There are many proposed causes, however what can often be most difficult for women emotionally, is that in a number of cases, the cause will remain unknown. Generally, after having experienced several losses in a row, a couple will be referred to a fertility specialist for investigative testing. Some GPs will be able to provide a referral for these tests, but it’s more likely that you will see a specialist.
Below is a list of what is generally tested during investigations for recurrent pregnancy loss:
- Male and female karyotype
- AMH, LH, FSH, oestradiol
- TSH Prolactin, Testosterone
- Full Blood Count
- Cardiolipin antibodies, Lupus anticoagulant
- Protein C, Protein S, anti-thrombin III
- Factor V Leiden
- Prothrombin gene mutation
- MTHFR mutation
- Fasting glucose, insulin, homocysteine
- Thyroid antibodies
- Peripheral blood activated natural killer cells
- Uterine natural killer cells and other endometrial pathology
- Pelvic ultrasound scan
- Hysteroscopy (and sometimes laparoscopy)
- Semen analysis and sperm DNA fragmentation
- Causes of Recurrent Pregnancy Loss
One of the most common causes of recurrent pregnancy loss is chromosomal abnormalities in the developing baby.
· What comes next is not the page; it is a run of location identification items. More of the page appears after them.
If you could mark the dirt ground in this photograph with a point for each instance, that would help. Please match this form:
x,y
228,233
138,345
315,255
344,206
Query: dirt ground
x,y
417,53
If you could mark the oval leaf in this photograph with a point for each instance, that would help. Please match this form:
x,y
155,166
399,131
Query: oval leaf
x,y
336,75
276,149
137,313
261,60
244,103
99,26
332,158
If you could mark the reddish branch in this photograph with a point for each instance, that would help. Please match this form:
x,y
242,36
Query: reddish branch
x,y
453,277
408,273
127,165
In some cases this is a random occurrence, but in 2-5% of couples, one of the partners carries a balanced chromosomal abnormality. It’s for this reason that one of the first lines of investigation for couples experiencing recurrent pregnancy loss is karyotype testing. If an abnormality is detected, the couple can proceed to IVF with PGD embryo testing, or they may choose to continue to conceive naturally, but undertake CVS testing in any future pregnancy.
Anatomical causes of recurrent pregnancy loss include uterine fibroids, a septate uterus and Asherman’s syndrome. In these cases, surgical treatment can be considered and especially in the case of a septate uterus, improved pregnancy outcomes can be seen.
Endocrinological investigations include thyroid function, glucose metabolism, polycystic ovary syndrome (PCOS), progesterone and prolactin. Evidence suggests that hypothyroidism may contribute to recurrent pregnancy loss, and treatment for such may be beneficial.
There remains controversy among healthcare professionals as to the role that immunology plays in recurrent pregnancy loss, so it is best to speak to your specialist in regards to what is appropriate in your particular situation.
Unexplained Recurrent Pregnancy Loss
Recurrent pregnancy loss remains unexplained in up to 50–75% of cases. This can be extremely difficult for couples to accept, and specialist advice and treatment is advised, along with emotional support and understanding. The good news is that in many cases, with specialist intervention and the use of Assisted Conception, a couple’s chance of a successful pregnancy can be increased.